Throughout all of this I never wanted to be a software developer, my current line of work.  Even after being one of the 5 or 6 guys from my high school to take the Advanced Placement Computer Science exam it never occurred to me that I should stay on that path and go to University to study Computer Science.  To me, it wasn’t something for people who liked computers.  It was for people who liked science. And by people I mean male-only people.  The creative writing program I enrolled in had a very favorable ratio and I refused to see myself as a nerd or even worse, “computer person”.  I actively avoided the image, and during my first two or three years at University I think I tried everything I possibly could to live completely on the loosely-typed side of things.

For better or worse, a large part of your personality isn’t something you can just ditch and watching a friend flounder in front of their computer as they wonder why it isn’t reading their mind is just plain cruel.  During University this leads to dialogue like, “Hey dude, no worries. Saving a PDF is for nerds.  Nobody knows how to do that shit!”  After University it leads to situations like, “Not a problem, Boss. Maybe the software was broken.  I’m surprised I got it to work!” and then *facepalm*, you can get paid for your computer skills, and certain skills are worth more than others. Simply put one foot in front of another down this path and your full-time job – 40 precious hours of your life every week – are dedicated to being that person with those computer skills – voila, you are a “computer person”.

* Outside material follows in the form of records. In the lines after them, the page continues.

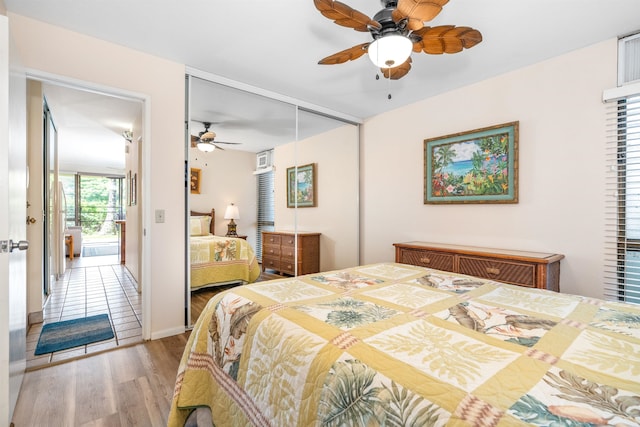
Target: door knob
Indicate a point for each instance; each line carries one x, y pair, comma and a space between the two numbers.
22, 245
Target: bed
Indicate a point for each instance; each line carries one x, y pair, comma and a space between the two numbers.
217, 260
396, 344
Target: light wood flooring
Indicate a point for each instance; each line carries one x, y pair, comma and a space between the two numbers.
127, 386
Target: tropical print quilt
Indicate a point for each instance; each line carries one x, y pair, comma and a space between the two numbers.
399, 345
221, 260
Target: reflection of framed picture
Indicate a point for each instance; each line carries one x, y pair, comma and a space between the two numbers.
480, 166
128, 188
301, 186
195, 180
134, 189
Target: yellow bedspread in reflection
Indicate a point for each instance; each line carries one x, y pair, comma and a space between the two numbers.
220, 260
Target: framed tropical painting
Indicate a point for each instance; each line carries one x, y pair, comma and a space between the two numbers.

You don’t have to be a computer person to be a computer worker and if I think of the many different career paths I could’ve taken most of them would’ve ended up sitting in front of a computer for a very large chunk of my waking hours 5 days of the week.  While I have quite a few friends who are free from using the computer (butcher, waiter, retail, teacher) for the entire day, I would say the majority of my friends are generally in front of some kind of screen.  As our social lives and work processes become more and more reliant on and entwined with the computer it seems like that balance will shift more and more to computer work.  For me and probably those like me – a generation with a psyche and skill set deeply connected to digital information – it’s almost hard to imagine myself pivoting at this point and working in something so analog and so completely different.  Is there something with similar interesting mental challenges, freedom of place, and value of craft that wouldn’t require completely retooling both psyche and skill set and starting over?  More importantly, what are the unknown effects – far beyond bad posture and dry eye – of spending so much physically sedentary time navigating virtual moveable spaces?